Tuesday, June 22, 2004

U.S. Plants: Open To Terrorists

From CBS's 60 Minutes:

At one facility in a suburb of Los Angeles, there was an impressive-looking front gate, but if there were security guards out back, we didn't see them. We did find a school, and a day care center less than a mile away.

And in the center of Houston, where a terrorist attack might affect three million people, it looked as if an intruder could simply walk right in.

The person who may know the most about the lack of security is Carl Prine, an investigative reporter at the Pittsburgh Tribune-Review, who began probing security at chemical plants six months after Sept. 11 -- after companies had been warned by the government that they were potential targets.

“I found almost non-existent security in a lot of places,” says Prine, who visited 60 plants all over the country, including the Chicago, Baltimore, Pittsburgh, Pittsburgh and Houston area. “I walked right up to the tanks. There was one plant in Chicago, I simply sat on top of the tank and waved ‘Hello, I'm on your tank.’"

And he did it in broad daylight, wearing his press badge and carrying a camera. He says no one tried to stop him.

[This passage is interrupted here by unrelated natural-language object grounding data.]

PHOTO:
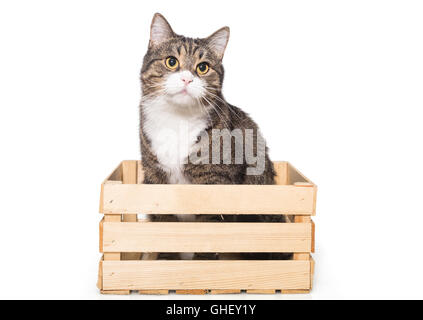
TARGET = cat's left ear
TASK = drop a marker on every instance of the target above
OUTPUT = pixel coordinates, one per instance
(218, 41)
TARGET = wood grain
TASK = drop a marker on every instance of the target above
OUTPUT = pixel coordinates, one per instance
(206, 237)
(210, 199)
(180, 275)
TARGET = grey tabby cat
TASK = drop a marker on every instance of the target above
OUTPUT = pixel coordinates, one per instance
(182, 92)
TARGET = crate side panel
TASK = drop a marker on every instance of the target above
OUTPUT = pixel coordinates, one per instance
(207, 199)
(142, 275)
(206, 237)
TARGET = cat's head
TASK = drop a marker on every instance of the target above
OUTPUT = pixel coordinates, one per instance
(183, 70)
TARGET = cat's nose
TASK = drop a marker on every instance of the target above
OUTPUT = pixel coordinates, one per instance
(186, 80)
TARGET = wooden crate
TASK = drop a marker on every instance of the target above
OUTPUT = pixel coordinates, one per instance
(127, 244)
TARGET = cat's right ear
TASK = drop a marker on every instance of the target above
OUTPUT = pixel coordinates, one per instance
(160, 30)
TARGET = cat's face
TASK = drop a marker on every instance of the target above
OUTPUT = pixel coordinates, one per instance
(186, 72)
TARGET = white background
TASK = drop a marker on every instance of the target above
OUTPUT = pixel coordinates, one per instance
(336, 87)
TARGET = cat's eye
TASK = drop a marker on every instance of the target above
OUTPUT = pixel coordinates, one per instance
(203, 68)
(172, 63)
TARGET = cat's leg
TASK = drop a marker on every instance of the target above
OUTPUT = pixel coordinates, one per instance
(214, 173)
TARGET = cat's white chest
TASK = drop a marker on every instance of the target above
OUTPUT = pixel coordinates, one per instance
(172, 136)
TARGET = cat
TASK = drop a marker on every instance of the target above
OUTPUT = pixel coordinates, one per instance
(181, 109)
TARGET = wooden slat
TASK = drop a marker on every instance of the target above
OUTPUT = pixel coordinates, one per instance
(295, 175)
(100, 274)
(293, 291)
(261, 291)
(113, 256)
(116, 292)
(180, 275)
(206, 237)
(196, 291)
(311, 272)
(207, 199)
(129, 176)
(281, 169)
(223, 291)
(156, 292)
(303, 255)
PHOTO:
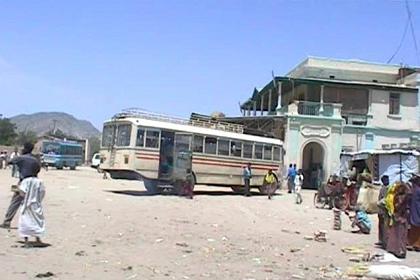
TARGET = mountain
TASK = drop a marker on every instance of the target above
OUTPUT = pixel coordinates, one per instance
(43, 122)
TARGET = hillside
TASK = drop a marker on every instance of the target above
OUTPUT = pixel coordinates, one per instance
(44, 122)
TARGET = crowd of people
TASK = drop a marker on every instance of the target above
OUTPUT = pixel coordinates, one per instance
(28, 195)
(399, 216)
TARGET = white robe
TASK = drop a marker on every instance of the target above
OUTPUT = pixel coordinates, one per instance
(31, 220)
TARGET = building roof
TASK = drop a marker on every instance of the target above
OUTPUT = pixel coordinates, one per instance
(272, 85)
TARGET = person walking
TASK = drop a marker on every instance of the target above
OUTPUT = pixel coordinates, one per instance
(382, 215)
(270, 183)
(298, 186)
(29, 167)
(15, 170)
(291, 174)
(414, 231)
(396, 202)
(247, 174)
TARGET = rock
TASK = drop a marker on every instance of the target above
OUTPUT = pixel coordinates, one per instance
(45, 275)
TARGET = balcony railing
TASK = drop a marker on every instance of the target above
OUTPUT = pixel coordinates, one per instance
(314, 109)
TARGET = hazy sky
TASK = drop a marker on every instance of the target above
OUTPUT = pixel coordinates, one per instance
(94, 58)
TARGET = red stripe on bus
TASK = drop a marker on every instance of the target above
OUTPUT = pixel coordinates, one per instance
(151, 158)
(221, 163)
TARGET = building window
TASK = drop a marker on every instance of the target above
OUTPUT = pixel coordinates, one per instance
(394, 103)
(267, 152)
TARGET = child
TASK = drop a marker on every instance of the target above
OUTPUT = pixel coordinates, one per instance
(298, 186)
(362, 221)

“I began to wonder, I mean, what would it take for me to get arrested at one of these plants? Would I have to come in carrying an AK-47? What would it take for someone to say, ‘Why is this guy walking around taking pictures of our tanks,’” says Prine, who told the chemical plants that he had been inside. “That was our policy. We took pictures so that the plants could identify their own weaknesses. And we also took our information to EPA; we took it to the American Chemistry Council.”

But even after his expose ran in the newspaper, Prine was convinced that he could still get back into the same plants again. 60 Minutes asked him if we could tag along one rainy afternoon to see just how close they could get to the most dangerous chemicals at the Neville Chemical Plant outside downtown Pittsburgh.

There was an open gate right in front of the most dangerous chemicals at the plant. We made it in, with plenty of time to find what they were looking for.

“This is anhydrous ammonia. It searches out wet parts of the body. It goes right down your throat, rips out your lungs and also blinds you. It goes right for your eyeballs,” says Prine. “If you were to blow this thing you would probably take out the plant.”

But the most dangerous chemical at this plant was boron triflouride, a deadly, colorless gas with a suffocating odor that attacks mucous membranes and can kill at concentrations as low as 50 PPM.


Thank god I'm getting the hell out of Houston.